The 210 Freeway in Pasadena and a Metro Gold Line station were closed for more than an hour late Wednesday morning due to a bomb squad investigation.
Authorities responded to investigate a report of a suspicious item near the 210 Freeway and Lake Avenue. A caller reported that someone in a vehicle threw the item onto the freeway east of Los Angeles.
That item turned out to be a discarded jacket next to a concrete barrier between the freeway and Metro train station.
LASD Transit Policing Division spokesman Ramon Montenegro told City News Service that cameras at the Gold Line station caught a man tossing the item onto the freeway near the station.
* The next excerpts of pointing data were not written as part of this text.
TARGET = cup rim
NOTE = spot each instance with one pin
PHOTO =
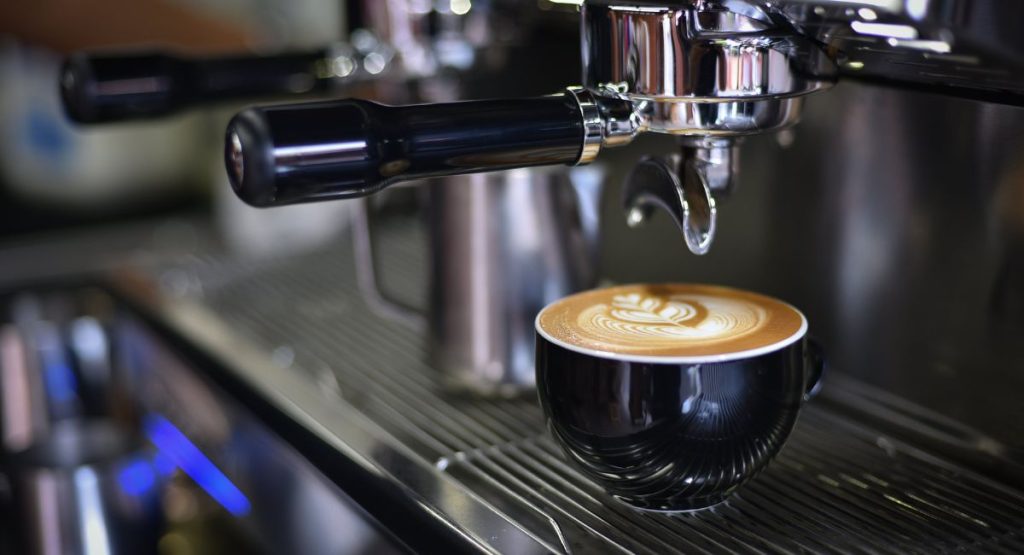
(686, 359)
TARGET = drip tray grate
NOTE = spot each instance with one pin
(839, 485)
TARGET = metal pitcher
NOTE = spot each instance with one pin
(502, 246)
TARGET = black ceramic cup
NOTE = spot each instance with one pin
(672, 428)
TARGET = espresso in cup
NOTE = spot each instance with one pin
(672, 396)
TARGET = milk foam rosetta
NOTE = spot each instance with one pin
(673, 319)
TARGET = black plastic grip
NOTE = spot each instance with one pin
(338, 150)
(113, 88)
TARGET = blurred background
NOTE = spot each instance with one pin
(213, 377)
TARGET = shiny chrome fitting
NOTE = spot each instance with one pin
(608, 120)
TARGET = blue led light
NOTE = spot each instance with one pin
(190, 460)
(136, 476)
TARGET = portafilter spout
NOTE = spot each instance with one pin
(708, 72)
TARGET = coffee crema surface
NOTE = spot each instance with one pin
(671, 321)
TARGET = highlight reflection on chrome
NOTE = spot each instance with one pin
(179, 450)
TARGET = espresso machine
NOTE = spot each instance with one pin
(862, 156)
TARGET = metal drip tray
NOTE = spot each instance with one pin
(488, 471)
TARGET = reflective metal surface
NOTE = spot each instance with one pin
(893, 219)
(154, 457)
(858, 472)
(502, 246)
(696, 52)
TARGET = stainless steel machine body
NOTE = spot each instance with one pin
(892, 217)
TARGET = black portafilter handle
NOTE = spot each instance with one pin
(113, 88)
(346, 148)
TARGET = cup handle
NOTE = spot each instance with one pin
(815, 359)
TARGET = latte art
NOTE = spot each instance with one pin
(670, 321)
(652, 322)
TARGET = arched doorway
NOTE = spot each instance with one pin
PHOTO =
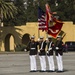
(25, 39)
(9, 42)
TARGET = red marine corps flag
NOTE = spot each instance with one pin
(54, 26)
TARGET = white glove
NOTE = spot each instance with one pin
(50, 49)
(39, 51)
(25, 50)
(47, 51)
(57, 48)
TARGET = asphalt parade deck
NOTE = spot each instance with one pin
(18, 64)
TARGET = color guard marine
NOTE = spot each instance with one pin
(50, 48)
(32, 48)
(42, 54)
(59, 53)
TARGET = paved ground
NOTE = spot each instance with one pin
(18, 64)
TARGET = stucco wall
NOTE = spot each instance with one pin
(31, 28)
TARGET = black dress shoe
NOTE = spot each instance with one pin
(59, 71)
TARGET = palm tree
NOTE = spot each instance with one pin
(7, 10)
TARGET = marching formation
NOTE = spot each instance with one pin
(45, 48)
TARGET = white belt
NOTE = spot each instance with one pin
(32, 48)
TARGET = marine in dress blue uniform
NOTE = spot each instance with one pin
(50, 47)
(32, 48)
(42, 54)
(59, 53)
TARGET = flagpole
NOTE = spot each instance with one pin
(38, 24)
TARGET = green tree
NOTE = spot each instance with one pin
(20, 17)
(7, 10)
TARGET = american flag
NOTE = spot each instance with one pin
(41, 19)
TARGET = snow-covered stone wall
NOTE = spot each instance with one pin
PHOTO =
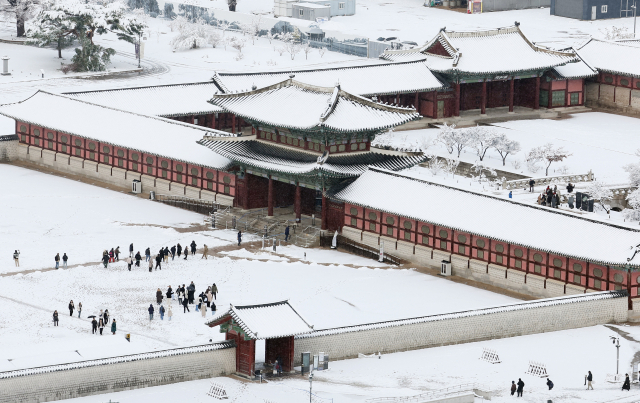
(116, 374)
(8, 149)
(532, 317)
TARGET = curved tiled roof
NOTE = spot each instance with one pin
(504, 220)
(275, 158)
(295, 105)
(266, 321)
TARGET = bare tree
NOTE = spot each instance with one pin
(549, 154)
(504, 146)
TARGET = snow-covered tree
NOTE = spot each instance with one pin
(548, 154)
(482, 138)
(505, 146)
(192, 35)
(602, 194)
(83, 21)
(19, 11)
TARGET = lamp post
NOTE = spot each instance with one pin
(616, 343)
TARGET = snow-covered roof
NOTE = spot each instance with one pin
(570, 299)
(116, 360)
(495, 51)
(160, 100)
(612, 57)
(499, 219)
(148, 134)
(266, 321)
(368, 80)
(295, 105)
(275, 158)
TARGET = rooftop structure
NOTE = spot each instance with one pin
(502, 220)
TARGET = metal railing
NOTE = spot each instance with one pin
(198, 205)
(547, 180)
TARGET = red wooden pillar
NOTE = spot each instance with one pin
(511, 82)
(324, 211)
(270, 198)
(297, 204)
(483, 106)
(536, 101)
(456, 107)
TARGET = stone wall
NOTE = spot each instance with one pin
(108, 174)
(116, 374)
(568, 312)
(8, 148)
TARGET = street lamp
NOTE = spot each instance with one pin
(616, 343)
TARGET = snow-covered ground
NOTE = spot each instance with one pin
(45, 214)
(568, 355)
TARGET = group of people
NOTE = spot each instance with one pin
(161, 257)
(186, 296)
(102, 322)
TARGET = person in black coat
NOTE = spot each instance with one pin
(627, 383)
(520, 387)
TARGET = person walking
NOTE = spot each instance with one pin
(520, 387)
(16, 258)
(627, 383)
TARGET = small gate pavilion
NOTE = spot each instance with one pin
(276, 323)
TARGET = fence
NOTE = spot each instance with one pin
(547, 180)
(350, 246)
(198, 205)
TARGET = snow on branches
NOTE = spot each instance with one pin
(548, 154)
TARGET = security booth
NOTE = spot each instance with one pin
(277, 323)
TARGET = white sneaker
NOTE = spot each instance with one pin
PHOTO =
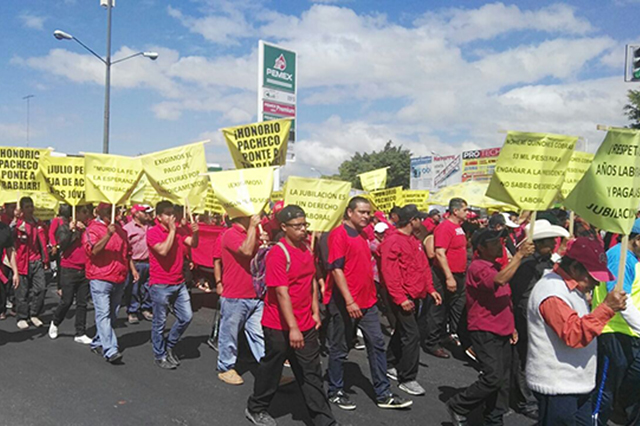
(84, 339)
(53, 331)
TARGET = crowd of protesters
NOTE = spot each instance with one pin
(536, 308)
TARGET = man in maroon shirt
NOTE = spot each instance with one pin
(450, 266)
(167, 282)
(407, 276)
(291, 321)
(491, 327)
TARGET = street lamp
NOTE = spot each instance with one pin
(61, 35)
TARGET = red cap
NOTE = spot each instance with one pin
(590, 253)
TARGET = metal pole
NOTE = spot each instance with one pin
(107, 83)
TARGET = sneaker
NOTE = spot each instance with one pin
(84, 339)
(392, 373)
(261, 419)
(165, 364)
(231, 377)
(53, 331)
(342, 400)
(412, 388)
(394, 401)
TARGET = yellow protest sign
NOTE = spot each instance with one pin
(258, 145)
(578, 166)
(65, 176)
(609, 193)
(178, 173)
(243, 192)
(386, 199)
(323, 201)
(530, 169)
(20, 170)
(375, 179)
(110, 178)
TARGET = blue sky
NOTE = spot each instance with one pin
(432, 75)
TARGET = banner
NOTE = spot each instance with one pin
(65, 177)
(178, 173)
(609, 193)
(530, 169)
(110, 178)
(243, 192)
(258, 145)
(375, 179)
(324, 201)
(578, 166)
(20, 171)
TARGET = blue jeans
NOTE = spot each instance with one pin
(106, 301)
(161, 296)
(340, 336)
(235, 314)
(140, 293)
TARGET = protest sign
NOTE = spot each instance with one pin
(178, 173)
(258, 145)
(608, 194)
(110, 178)
(65, 177)
(243, 192)
(375, 179)
(578, 166)
(21, 170)
(323, 201)
(530, 169)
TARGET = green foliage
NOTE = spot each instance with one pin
(397, 159)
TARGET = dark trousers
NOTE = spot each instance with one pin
(340, 337)
(403, 351)
(623, 376)
(448, 313)
(73, 282)
(30, 293)
(305, 364)
(492, 387)
(564, 410)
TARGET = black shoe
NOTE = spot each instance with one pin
(172, 357)
(342, 400)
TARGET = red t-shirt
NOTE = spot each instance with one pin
(165, 269)
(349, 251)
(299, 280)
(236, 271)
(489, 306)
(450, 237)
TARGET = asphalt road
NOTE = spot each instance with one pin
(60, 382)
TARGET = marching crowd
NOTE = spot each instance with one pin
(535, 307)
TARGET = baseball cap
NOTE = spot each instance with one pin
(590, 253)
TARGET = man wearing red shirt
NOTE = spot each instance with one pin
(291, 321)
(491, 327)
(240, 305)
(73, 280)
(108, 262)
(167, 282)
(351, 298)
(450, 266)
(407, 276)
(33, 259)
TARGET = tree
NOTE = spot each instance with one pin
(632, 109)
(397, 159)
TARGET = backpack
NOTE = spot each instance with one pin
(258, 268)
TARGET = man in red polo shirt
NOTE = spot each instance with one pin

The Pasadena Star-News reported that the man was taken into custody after struggling with deputies at the nearby Memorial Park station.
https://www.instagram.com/p/BNufcyrABY4The 210 Freeway, a major route through the San Gabriel Valley, was closed at Lake Avenue, and Metro's Gold Line Lake Station was closed for the investigation. Drivers and passengers could be seen walking on the freeway and taking pictures as they waited for the road to clear.
"It's become like a community out here," one driver told City News Service
Others tried to turn around and travel toward the nearest exit, adding to what was already a significant traffic mess.
A bomb squad robot was deployed to remove the jacket from near a freeway barrier before the road reopened at about 10:50 a.m.
The investigation comes one day after an uncorroborated threat that led to heightened security on Metro's Red Line. The FBI found not evidence that the threat, received through an overseas anonymous phone call to a public safety line, was credible.